Rashin Fahandej & Jeff Smith | A Father’s Lullaby

A Father’s Lullaby: Co-creating Ecosystems with Communities, Media and Technology Towards Systemic Change
 
In order to reimagine social paradigms and redesign systems, there is a fundamental need to redefine processes so that they become the embodiment of the changes envisioned. Processes are not simply neutral paths, but the manifestation of social and political forces and can perpetuate inequities and amplify the same social constructs that we aim to change. In this talk, Rashin Fahandej and Jeff Smith discuss the multi-year initiative A Father’s Lullaby and the role of media, technology, and community co-creation to create new social structures that make visible unconventional forms of solidarity and criticality across differences. These processes are based on philosophies of care and individuals’ direct action toward systemic change. This session shares the process and outcome of a pioneering initiative between Emerson College and the U.S. Federal Probation office in Boston.
 
Rashin Fahandej is an award-winning artist, independent filmmaker and assistant professor of emerging and interactive media at Emerson College.
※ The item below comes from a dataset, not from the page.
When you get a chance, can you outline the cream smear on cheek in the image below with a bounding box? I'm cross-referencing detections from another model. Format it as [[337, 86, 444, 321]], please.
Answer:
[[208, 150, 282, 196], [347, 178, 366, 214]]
Fahandej is the founder of A Father’s Lullaby, a multi-year community co-creative initiative that highlights the role of men in raising children and their absence due to racial disparities in the criminal justice system. Fahandej is the recipient of the 2021 Prix Ars Electronica Award of Distinction and 2019 Foster Prize at the Institute of Contemporary Art Boston. She has served as a Boston Mayor’s Office Artist-In-Residence and lead artist at American Arts Incubator Austria at ZERO1 and the U.S. Department of State’s Bureau of Educational and Cultural Affairs. A proponent of “Art as Ecosystem”, Fahandej defines her projects as “Poetic Cyber Movement for Social Justice”, where art mobilizes a plethora of voices by creating connections between public places and virtual spaces.
 
Jeff Smith completed his undergraduate studies at Stonehill College and his graduate studies at the University of Massachusetts in Lowell. He has been employed with the U.S. Probation Office in the District of Massachusetts since September 2001 after working for several years as a state probation officer at the Brockton District Court. During his time with U.S. Probation, he has worked in several roles as a field supervision officer, presentence investigator, specialist, and supervisor prior to his appointment as an Assistant Deputy Chief in early 2021. In 2012, he started a fatherhood program for men involved in the federal probation system and has helped facilitate that program since it started. In 2018, he began working with Rashin Fahandej to expand the program to work with men completing their custodial sentence.